Stage 1: Parse Conditions

'' → TrueCondition
'@media(prefers-color-scheme: dark)' → MediaCondition(subtype: 'feature', feature: 'prefers-color-scheme', featureValue: 'dark')
'hovered' → ModifierCondition(attribute: 'data-hovered')

Stages 2–3: Exclusive conditions + expand OR

Processing order (highest priority first): hovered, @media(dark), default.

hovered: [data-hovered]
@media(dark) & !hovered: @media(dark) & :not([data-hovered])
!hovered & !@media(dark): :not([data-hovered]) & not @media(dark)

No at-rule OR expansion needed on these exclusives.

Stages 4–5: Compute combinations and call handler

Single style, three snapshots; the color handler emits color plus --current-color* variables.

Stage 6: Merge by value

Each snapshot yields distinct declarations; no merge.

Stage 7: Materialize CSS

Using renderStyles(styles, '.t1') (single class prefix; renderStylesPipeline doubles the class for specificity when a class name is supplied):

.t1[data-hovered] {
  color: var(--highlight-color);
  --current-color: var(--highlight-color);
  --current-color-oklch: var(--highlight-color-oklch);
}
@media (prefers-color-scheme: dark) {
  .t1:not([data-hovered]) {
    color: var(--dark-color);
    --current-color: var(--dark-color);
    --current-color-oklch: var(--dark-color-oklch);
  }
}
@media (not (prefers-color-scheme: dark)) {
  .t1:not([data-hovered]) {
    color: var(--white-color);
    --current-color: var(--white-color);
    --current-color-oklch: var(--white-color-oklch);
  }
}

Key Design Decisions

1. Exclusive Conditions Over CSS Specificity

Rather than relying on CSS cascade rules, we generate mutually exclusive selectors.
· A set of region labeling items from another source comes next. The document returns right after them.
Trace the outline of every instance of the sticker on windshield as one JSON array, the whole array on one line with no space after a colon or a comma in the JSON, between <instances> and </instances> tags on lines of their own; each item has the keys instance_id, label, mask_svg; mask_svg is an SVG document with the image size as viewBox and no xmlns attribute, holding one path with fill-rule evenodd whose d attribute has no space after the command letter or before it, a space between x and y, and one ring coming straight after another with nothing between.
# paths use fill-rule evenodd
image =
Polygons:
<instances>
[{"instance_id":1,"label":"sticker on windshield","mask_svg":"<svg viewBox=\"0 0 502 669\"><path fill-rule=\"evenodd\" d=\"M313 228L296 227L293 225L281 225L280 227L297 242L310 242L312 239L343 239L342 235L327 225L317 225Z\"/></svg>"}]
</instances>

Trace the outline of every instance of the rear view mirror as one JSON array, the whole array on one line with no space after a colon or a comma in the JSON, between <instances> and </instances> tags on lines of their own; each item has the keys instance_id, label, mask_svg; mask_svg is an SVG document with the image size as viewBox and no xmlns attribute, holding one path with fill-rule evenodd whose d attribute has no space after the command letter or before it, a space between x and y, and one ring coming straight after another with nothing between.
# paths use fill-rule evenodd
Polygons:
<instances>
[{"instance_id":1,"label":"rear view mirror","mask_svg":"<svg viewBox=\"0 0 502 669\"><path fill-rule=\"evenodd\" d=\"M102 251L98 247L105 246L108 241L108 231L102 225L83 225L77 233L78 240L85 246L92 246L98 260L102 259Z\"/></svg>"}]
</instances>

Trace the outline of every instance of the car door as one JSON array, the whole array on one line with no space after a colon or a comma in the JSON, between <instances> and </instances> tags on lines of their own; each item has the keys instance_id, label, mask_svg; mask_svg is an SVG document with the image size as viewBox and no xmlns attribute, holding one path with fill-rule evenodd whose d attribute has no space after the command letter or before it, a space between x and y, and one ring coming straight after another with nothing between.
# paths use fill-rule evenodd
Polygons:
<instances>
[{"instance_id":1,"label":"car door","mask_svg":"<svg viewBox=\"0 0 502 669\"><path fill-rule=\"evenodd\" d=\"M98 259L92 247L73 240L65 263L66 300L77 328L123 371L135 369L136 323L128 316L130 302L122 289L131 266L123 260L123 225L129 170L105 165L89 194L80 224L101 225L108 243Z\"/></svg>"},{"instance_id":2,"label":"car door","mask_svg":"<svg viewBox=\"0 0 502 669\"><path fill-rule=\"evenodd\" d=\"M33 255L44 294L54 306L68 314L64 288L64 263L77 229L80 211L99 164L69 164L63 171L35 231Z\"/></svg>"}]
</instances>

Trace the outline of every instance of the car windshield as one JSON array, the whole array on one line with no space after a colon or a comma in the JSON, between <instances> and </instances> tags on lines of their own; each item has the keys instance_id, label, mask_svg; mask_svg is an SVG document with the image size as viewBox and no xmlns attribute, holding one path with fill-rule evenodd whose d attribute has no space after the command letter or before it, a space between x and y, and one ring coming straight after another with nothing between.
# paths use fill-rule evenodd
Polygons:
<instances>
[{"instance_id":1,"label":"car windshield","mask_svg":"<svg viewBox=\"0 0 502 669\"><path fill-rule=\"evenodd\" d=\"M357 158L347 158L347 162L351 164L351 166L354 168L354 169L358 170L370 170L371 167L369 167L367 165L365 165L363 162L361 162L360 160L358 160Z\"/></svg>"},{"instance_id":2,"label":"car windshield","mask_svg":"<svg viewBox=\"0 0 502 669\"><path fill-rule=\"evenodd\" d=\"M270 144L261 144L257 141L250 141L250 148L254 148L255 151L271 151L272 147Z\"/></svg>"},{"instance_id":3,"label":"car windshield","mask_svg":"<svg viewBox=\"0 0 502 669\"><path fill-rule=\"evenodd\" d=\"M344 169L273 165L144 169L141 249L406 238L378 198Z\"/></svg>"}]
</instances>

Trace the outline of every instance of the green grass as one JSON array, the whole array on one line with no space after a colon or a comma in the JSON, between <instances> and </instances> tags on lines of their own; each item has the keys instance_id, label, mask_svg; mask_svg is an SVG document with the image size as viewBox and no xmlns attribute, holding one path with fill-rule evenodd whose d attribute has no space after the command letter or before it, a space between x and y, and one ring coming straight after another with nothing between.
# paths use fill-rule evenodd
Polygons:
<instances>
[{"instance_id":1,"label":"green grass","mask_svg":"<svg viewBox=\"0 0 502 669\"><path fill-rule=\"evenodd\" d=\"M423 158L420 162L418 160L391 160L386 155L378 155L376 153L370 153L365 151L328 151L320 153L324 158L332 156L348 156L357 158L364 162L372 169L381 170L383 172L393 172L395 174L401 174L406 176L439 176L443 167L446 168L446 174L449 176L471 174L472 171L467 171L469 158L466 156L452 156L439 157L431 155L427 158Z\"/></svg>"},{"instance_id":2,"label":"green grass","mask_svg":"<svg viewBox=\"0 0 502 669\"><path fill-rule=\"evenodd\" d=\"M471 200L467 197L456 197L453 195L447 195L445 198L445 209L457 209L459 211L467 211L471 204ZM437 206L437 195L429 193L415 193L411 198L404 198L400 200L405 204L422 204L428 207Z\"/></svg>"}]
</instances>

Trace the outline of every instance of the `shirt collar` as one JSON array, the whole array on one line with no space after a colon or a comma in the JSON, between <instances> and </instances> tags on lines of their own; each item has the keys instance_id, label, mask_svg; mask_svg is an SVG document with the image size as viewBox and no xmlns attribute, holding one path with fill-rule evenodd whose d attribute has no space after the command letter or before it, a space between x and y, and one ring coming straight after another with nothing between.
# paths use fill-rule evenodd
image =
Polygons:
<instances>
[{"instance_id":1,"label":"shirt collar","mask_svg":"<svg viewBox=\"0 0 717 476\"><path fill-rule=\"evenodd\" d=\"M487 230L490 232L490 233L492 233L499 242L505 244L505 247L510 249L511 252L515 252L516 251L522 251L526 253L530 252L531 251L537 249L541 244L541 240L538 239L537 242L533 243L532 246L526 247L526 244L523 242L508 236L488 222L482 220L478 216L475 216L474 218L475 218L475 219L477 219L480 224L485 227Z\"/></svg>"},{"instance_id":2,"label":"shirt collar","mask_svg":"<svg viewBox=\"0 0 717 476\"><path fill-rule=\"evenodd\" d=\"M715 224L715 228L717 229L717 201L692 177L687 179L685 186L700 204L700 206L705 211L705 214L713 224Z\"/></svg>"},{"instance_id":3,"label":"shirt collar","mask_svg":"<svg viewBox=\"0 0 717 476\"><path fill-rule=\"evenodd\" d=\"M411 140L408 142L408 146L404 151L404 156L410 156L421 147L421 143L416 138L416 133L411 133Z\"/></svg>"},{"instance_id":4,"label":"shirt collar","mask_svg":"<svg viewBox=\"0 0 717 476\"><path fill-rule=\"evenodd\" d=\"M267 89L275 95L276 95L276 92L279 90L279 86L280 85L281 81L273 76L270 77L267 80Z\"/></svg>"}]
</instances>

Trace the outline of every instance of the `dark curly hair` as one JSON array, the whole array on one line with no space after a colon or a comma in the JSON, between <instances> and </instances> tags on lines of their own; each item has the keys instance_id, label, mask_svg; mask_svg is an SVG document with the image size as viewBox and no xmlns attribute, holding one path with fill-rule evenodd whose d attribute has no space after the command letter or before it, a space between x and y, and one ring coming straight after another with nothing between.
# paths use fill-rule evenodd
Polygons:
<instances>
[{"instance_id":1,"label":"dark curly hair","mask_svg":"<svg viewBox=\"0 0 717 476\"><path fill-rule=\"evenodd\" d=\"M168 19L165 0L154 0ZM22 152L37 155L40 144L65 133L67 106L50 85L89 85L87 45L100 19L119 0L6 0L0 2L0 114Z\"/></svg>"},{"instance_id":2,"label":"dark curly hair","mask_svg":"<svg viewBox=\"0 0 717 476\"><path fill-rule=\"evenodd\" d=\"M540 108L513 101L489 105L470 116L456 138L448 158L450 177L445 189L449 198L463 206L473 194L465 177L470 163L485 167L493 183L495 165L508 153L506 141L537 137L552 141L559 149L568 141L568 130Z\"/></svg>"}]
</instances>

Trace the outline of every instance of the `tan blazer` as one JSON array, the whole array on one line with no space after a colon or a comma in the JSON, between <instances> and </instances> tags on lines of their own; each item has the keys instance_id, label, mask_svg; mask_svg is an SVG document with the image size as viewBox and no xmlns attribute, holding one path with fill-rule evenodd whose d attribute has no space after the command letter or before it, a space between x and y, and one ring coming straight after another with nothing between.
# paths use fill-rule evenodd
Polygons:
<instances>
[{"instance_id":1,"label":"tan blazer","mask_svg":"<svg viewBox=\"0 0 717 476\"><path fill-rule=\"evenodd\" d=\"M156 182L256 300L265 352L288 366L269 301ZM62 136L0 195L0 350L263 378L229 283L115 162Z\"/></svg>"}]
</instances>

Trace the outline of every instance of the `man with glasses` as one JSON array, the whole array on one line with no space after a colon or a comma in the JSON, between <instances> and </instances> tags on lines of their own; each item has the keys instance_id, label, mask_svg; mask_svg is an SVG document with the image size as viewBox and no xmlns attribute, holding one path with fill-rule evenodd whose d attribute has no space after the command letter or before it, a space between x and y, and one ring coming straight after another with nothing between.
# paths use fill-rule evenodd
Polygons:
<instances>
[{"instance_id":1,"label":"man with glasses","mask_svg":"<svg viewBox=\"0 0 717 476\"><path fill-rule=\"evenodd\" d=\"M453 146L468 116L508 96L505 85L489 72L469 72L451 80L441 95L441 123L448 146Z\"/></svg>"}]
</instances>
This makes styling predictable and debuggable.

2. OR Handling: DNF, :is(), and expandExclusiveOrs

OR of conditions is ultimately expressed as DNF (OR of ANDs) for CSS—comma-separated selectors, multiple rules, or :is() / :not() groups. User-authored ORs on pure selector conditions are handled in materialization. expandExclusiveOrs is an additional, post-exclusive pass for ORs that appear on exclusive conditions and involve at-rule branches (often from De Morgan on @supports / @media / @container / @starting), so each branch keeps correct at-rule nesting.

3. Early Contradiction Detection

Impossible combinations are detected at multiple levels (simplification, variant merging) to avoid generating invalid CSS.

4. Aggressive Caching

Parse, simplify, condition-to-CSS, and full-pipeline results are cached independently, enabling fast re-rendering when only parts of the style object change.